A woman identified as Erdoo Nancy has been arrested in Benue State over the alleged killing of her co-wife’s child. The incident happened in Ankyoor community, in Gwer East Local Government Area.
Eyewitnesses say it happened along Makurdi Road, opposite YUA Guest House. They say Nancy attacked the young girl while the child’s mother was away from home. Residents in the area stopped Nancy from escaping and handed her over to police at the Aliade Division for investigation.
Police have not yet confirmed why the attack happened. The identity and age of the child have not been made public. The spokesperson for the Benue State Police Command, DSP Udeme Edet, could not be reached to confirm the incident at the time this report was filed.
This Is Not the First Time (Past Cases)
Tension between co-wives in Nigeria has led to violence against children before, and often very recently.
Just last week, police in Benue State arrested a woman named Mbalumen Ikyenge, accused of setting her boyfriend’s house on fire in Zaki-Biam, Ukum Local Government Area. The fire killed his two daughters, aged four and six. DSP Udeme Edet, the same police spokesperson linked to this new case, confirmed that incident too, saying police were still working out whether jealousy between the women involved played a role.
In May 2026, a woman in Kano State attacked her husband, her co-wife, and two children in an incident in Mangwarori, leaving the victims with serious injuries from fire. A psychologist who spoke on the case explained that prolonged jealousy and feelings of neglect in polygamous homes can build up until they explode into violence, and that many people who grew up around violence learn to see it as a way to solve conflict.
These cases show a painful pattern: when rivalry between wives goes unresolved, children in the household are often the ones who suffer the most, even though they have no part in the conflict.
Why This Keeps Happening (Causes and Effects)
Competition for a husband’s attention and resources. Researchers who study polygamous households in Nigeria have found that jealousy between co-wives is often driven by competition over money, attention, and status within the family.

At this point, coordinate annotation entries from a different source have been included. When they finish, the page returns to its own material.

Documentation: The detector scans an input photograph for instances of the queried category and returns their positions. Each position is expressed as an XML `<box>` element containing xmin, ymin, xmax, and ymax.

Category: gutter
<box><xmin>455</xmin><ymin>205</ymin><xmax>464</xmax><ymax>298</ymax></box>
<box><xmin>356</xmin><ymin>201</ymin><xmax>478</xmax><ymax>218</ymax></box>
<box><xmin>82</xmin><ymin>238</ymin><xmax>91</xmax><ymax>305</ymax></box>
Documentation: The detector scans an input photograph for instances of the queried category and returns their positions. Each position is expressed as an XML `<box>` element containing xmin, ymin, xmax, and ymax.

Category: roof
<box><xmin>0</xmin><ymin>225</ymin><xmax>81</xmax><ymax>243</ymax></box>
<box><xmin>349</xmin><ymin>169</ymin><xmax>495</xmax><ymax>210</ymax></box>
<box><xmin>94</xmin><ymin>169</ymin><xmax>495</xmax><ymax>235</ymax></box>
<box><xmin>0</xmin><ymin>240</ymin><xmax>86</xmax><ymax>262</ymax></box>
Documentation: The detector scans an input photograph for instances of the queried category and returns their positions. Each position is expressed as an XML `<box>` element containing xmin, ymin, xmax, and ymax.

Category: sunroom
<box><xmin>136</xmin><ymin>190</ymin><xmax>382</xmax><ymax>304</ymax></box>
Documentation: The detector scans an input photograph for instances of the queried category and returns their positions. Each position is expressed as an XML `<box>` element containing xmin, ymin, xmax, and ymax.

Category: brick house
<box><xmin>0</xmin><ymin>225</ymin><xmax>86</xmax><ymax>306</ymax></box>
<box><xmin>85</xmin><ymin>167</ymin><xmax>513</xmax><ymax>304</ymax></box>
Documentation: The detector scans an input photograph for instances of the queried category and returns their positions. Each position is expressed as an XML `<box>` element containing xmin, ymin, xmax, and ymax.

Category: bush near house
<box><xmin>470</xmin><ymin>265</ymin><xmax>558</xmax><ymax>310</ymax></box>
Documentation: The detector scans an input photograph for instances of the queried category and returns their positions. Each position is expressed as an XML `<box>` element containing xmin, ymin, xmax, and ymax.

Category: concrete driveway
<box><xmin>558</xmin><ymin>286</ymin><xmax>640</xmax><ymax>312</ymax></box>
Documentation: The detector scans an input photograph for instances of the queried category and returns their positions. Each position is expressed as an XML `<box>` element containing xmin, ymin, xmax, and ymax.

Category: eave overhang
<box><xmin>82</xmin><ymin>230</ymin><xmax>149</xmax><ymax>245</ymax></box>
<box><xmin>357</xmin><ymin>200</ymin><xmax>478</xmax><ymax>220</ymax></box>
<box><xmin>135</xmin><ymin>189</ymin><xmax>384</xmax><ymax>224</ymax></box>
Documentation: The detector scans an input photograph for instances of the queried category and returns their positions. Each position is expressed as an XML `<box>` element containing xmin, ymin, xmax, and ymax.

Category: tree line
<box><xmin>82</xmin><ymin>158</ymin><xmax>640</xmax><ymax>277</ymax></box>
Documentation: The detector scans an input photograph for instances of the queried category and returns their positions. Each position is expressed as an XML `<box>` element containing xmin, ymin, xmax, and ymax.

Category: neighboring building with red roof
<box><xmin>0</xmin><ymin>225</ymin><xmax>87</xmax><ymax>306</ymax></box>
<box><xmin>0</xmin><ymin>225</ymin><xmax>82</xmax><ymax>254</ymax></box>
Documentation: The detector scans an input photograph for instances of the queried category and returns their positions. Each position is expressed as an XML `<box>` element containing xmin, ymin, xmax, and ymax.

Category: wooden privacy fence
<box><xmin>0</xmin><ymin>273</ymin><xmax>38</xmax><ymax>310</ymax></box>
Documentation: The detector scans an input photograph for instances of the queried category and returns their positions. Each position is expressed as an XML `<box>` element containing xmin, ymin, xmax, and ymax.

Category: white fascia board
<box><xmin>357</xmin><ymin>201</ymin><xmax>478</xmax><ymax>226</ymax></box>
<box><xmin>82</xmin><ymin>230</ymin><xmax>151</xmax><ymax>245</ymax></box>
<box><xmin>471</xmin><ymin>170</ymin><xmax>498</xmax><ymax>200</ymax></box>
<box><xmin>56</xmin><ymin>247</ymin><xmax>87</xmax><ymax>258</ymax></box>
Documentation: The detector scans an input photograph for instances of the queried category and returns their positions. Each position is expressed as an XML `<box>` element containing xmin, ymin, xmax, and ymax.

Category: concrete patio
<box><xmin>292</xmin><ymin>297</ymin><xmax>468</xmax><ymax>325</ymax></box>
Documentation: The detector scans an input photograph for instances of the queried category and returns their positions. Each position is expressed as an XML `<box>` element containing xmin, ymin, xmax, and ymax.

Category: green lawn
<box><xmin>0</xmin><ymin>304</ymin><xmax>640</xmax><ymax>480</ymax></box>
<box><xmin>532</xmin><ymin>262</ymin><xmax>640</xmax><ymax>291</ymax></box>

Weak conflict resolution in polygamous homes. Experts note that many polygamous families lack structured ways to manage jealousy and emotional strain, leaving tension to build up over time instead of being addressed early.
Learned patterns of violence. Psychologists point out that people who have witnessed or experienced violence are more likely to use it themselves when conflict arises, a cycle that can repeat across a household.
Children become targets in adult conflicts. In case after case, it is the children of a rival wife, not the wife herself, who end up hurt or killed, often because they are more vulnerable and less able to protect themselves.
The effects reach far beyond one family. A child’s life has allegedly been taken over an adult rivalry she had no part in. Her mother now has to live with unimaginable loss. And communities are left asking, again, why these conflicts keep ending in the deaths of children instead of being resolved peacefully.
The Wider Cost to Nigeria and the World (National and Global Effects)
At home, cases like this add to a growing, troubling record of domestic violence linked to polygamous households in parts of Nigeria, and they raise hard questions about how well families are supported in managing conflict before it turns deadly. Each new case also puts pressure on already stretched local police divisions, like the one in Aliade, to investigate domestic killings on top of other security demands in Benue State, a state already dealing with serious insecurity from armed attacks in rural areas.
Internationally, stories like this feed into ongoing global research and advocacy on the risks polygamous family structures can pose to women and children, an area researchers and rights organisations continue to study across Nigeria and other countries where polygamy is practised. They also reinforce concerns raised by child rights groups about how often Nigerian children are harmed within their own homes and communities, not just by strangers or armed groups, but by conflicts among the adults meant to protect them.
What Needs to Change (Possible Solutions)
Access to counselling and mediation for polygamous families, so that jealousy and resentment between co-wives can be addressed before they escalate into violence.
Faster police response and follow-through on domestic conflict reports, especially where children are at risk, so warning signs are not missed.
Community awareness on the dangers of unresolved rivalry, particularly education aimed at protecting children who are often caught in the middle of adult conflicts.
Support systems for co-wives and their children, including safe spaces to report threats or ongoing conflict within a household before it turns violent.
Clear, public prosecution of proven cases, so that families understand there are real consequences for violence against children, regardless of the motive behind it.
Our Thoughts
A child is dead, allegedly at the hands of a woman who should have had no reason to harm her. That is the part of this story that is hardest to sit with. Whatever tension existed between these two women, a young girl who had nothing to do with it has paid the ultimate price, and that is true in this case, in the Zaki-Biam case just last week, and in the Kano case in May. I don’t think we can keep treating these as isolated incidents of personal jealousy gone wrong. There’s a pattern here, and patterns need structural answers, not just individual arrests after the fact. Real support for families navigating these tensions, and faster intervention when warning signs appear, could be the difference between a resolved conflict and another child’s name added to this list.